Bypass: Virtually all UPSs have internal maintenance bypass. This allows a technician to work on the insides safely. It's also supposed to click in automatically when the batteries run out, go bad or some other UPS failure occurs. But most UPSs have components -- usually input or output transformers -- that are outside the "bypass" chain. These things don't fail often, but when they do, you're dead in the water. Power is coming into your building, but it can't get past your UPS. Very embarrassing. Hard to explain. In one case, we saw a transformer literally go up in flames and fry not only itself, but the UPS innards as well. We've also seen instances where the internal bypass failed and there was no way to manually operate it.

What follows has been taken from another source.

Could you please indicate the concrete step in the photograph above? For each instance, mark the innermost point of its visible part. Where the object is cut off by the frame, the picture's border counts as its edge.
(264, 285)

There are only three ways around these situations:
- Run and hide. (Not a good career choice.)
- Get an electrician to wire around the UPS. (Time-consuming.)
- Install "full wrap-around bypass." (Initially higher cost, but safer.)
The latter is always our choice, but we often have to fight for it against "statistical failure" data and "value engineering" pressures. If you ever experience one of these failures first-hand, statistics become meaningless and the "savings value" plummets to zero. We would never advise a client to install a UPS without full wrap-around bypass.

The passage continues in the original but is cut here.